Bowman got over it, returned to Charlotte and threw himself back into the Calder Cup fight.
"He was very professional about it," Daniels said. "The message, when he got sent down, was to come here and play hard. He's a guy who adds a lot to our lineup."
And so did Faulk. The Bulldogs topped the Wolverines 3-2 in overtime to claim the school's first NCAA hockey title, and Faulk soon faced a decision: return to college for his sophomore year or begin his professional career.
Faulk, 19, was a second-round draft pick by the Hurricanes (37th overall) in the 2010 NHL Entry Draft. They were eager to get him signed and get him to Charlotte, their AHL affiliate.
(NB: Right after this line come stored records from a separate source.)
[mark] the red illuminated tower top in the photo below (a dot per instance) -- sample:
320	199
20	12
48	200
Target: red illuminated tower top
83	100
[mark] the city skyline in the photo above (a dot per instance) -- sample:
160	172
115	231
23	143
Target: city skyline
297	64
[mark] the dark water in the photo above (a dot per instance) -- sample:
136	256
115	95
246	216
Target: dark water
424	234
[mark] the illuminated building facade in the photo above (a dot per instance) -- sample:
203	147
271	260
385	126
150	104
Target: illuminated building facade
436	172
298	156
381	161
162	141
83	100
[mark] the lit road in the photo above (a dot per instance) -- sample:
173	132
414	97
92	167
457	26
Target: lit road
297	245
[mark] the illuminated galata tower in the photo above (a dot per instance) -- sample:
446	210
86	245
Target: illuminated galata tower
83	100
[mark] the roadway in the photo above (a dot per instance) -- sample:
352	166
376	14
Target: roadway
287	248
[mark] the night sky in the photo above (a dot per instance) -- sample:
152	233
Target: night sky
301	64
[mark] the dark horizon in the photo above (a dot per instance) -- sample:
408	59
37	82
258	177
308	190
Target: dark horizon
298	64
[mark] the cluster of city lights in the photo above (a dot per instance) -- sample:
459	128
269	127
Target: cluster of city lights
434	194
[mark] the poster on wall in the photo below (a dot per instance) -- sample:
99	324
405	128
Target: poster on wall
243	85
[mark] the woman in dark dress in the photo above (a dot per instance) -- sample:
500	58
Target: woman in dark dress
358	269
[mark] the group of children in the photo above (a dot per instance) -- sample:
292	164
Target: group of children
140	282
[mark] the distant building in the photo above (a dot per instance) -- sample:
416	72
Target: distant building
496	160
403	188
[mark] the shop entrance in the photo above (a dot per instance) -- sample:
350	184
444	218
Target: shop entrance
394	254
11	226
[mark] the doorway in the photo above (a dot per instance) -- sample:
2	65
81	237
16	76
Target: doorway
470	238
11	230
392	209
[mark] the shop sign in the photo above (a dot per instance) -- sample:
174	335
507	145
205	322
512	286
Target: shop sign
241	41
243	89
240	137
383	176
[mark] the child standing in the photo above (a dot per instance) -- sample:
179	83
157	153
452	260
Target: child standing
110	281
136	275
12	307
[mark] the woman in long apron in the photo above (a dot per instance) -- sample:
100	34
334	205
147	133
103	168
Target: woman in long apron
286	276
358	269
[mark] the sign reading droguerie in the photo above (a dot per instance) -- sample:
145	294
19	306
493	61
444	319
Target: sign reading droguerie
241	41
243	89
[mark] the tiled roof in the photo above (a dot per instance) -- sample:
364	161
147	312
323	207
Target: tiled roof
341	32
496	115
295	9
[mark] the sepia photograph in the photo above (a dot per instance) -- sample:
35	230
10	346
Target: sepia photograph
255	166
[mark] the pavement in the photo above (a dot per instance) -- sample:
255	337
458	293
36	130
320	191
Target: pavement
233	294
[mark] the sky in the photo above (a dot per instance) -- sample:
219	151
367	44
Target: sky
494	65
"You definitely don't like to leave a team, especially when you're a freshman," Faulk said Wednesday. "But when you're faced with either playing pro hockey or college hockey, it's always a dream to play pro hockey, and it's tough to turn down."
Faulk didn't, agreeing to a three-year, entry-level contract with Carolina that begins next season.
Joining the Checkers this week on an amateur tryout contract, he sat out Game 3 against the Bears. But Faulk was on the ice for extended minutes Wednesday in Game 4, looking comfortable, banging bodies, winning puck battles, moving the puck and playing effectively.
"I liked him," Daniels said, smiling. "I thought he handled it real well, and as the game went on I think we had a lot more confidence in him. He played a lot of minutes and didn't look out of place at all."
Faulk, for his part, said the nerves were jangling a bit. But defenseman Bryan Rodney, the Checkers captain who was paired with Faulk part of the game, came away impressed.
"I thought he played well," Rodney said. "Obviously he thrives in big games."
Game 4 was a big one for the Checkers. And for Murphy, who picked up his first playoff victory.
"It was a huge game for me to feel good in the net again," he said. "It has been tough, but there are rollercoaster rides in hockey."
For Murphy, Bowman and Faulk, it has been some ride.